[Dspace-tech] Long Delay in doing Submit - Part 2

2008-02-15 Thread George Kozak
Hi...
Back in January, I wrote to the list about a problem we are having 
(at Cornell) with DSpace after we migrated from v. 1.3.2 to v. 1.4.2.

Basically, if someone logs into DSpace by clicking on My DSpace and 
then clicks on the Start a New Submission button, there can be a 
delay from anywhere from 30 seconds to several minutes before the 
Submit: Choose Collection screen appears.  Clicking on the Start a 
New Submission button in My DSpace can run the CPU usage up over 
40%.  This doesn't happen if one goes directly to the Collection to 
which he or she is authorized to submit and clicks on the Submit to 
this Collection button there.

Randall Floyd of Indiana University thought that this might be a 
cleanup program in PostGreSQL, but I run vaccumdb nightly and do a 
re-index daily.

Claudia Jurgen of TU Dortmund suggested that this may be the result 
of a complicated Community/SubCommunity/Collection structure (we have 
118 Communities/Sub-Communities and 359 Collections).

I have been looking at alternatives.  I have put a message on the My 
DSpace main page telling people to go to the collection they want to 
submit to and click on the Submit to this Collection button there, 
but (as you can imagine) most people aren't doing that, and I am 
beginning to receive complaints from our users.

Is anyone else having this problem?

Does anyone have any ideas as to what I can do to make this a little 
bit better?   Thank you!

(PS.  I am running a SunFire-480-R with 4GB of memory and 8GB of swap 
space.  I am running PostGreSQL 7.2.3 and Tomcat 4.0.6.)

***
George Kozak
Digital Library Specialist
Library Systems
501 Olin Library
Cornell University
607-255-8924
***
[EMAIL PROTECTED]  


-
This SF.net email is sponsored by: Microsoft
Defy all challenges.
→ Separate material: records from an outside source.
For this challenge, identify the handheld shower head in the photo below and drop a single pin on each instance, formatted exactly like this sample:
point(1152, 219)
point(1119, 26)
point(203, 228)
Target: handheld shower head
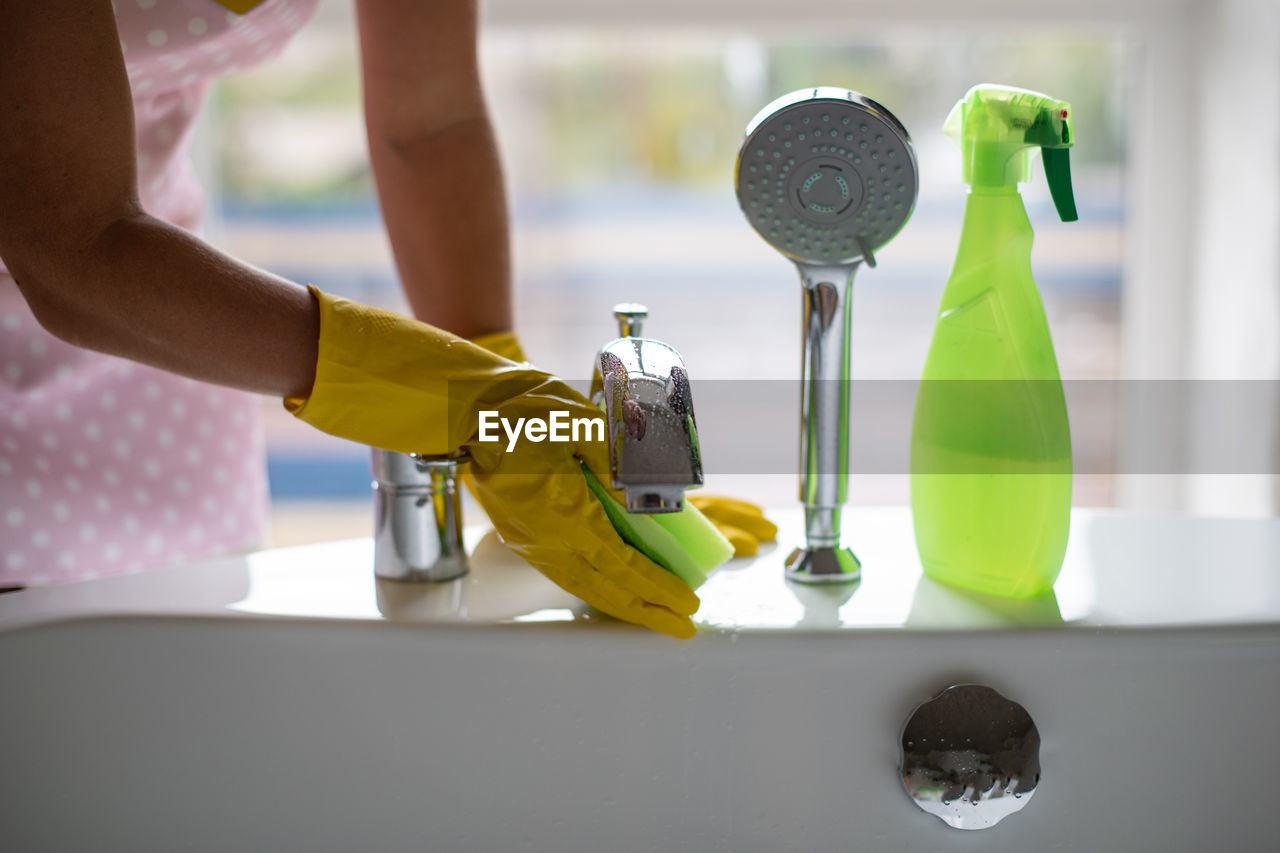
point(826, 176)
Microsoft(R) Visual Studio 2008.
http://clk.atdmt.com/MRT/go/vse012070mrt/direct/01/
___
DSpace-tech mailing list
DSpace-tech@lists.sourceforge.net
https://lists.sourceforge.net/lists/listinfo/dspace-tech


Re: [Dspace-tech] Long Delay in doing Submit - Part 2

2008-02-15 Thread Desmond Elliott
I hypothesise that retrieving the ResourcePolicy for each of the 359 
Collections and then determining if a user is a member of the Group 
associated with the Collection is why there is a long delay in 
submissions from the MyDSpace interface.

George could insert log.info() method calls into the SubmitServlet.java 
file at line 306, and after line 309, and re-compile and re-deploy. 
These calls would log the time of the start and the end of the operation 
for users who are / are not administrators to attempt to help determine 
if this is the reason for long delays. If this proves there is an 
objective difference in the time then the log methods can be moved 
closer to the end of the call tree to determine exactly where most 
computation occurs.

The SubmitServlet adds a Collection[] to the select-collection step of 
the submission process [-1] line 308.

This Collection[] is created through a call to the 
Collection.findAuthorized(context) static method [0] line 1150.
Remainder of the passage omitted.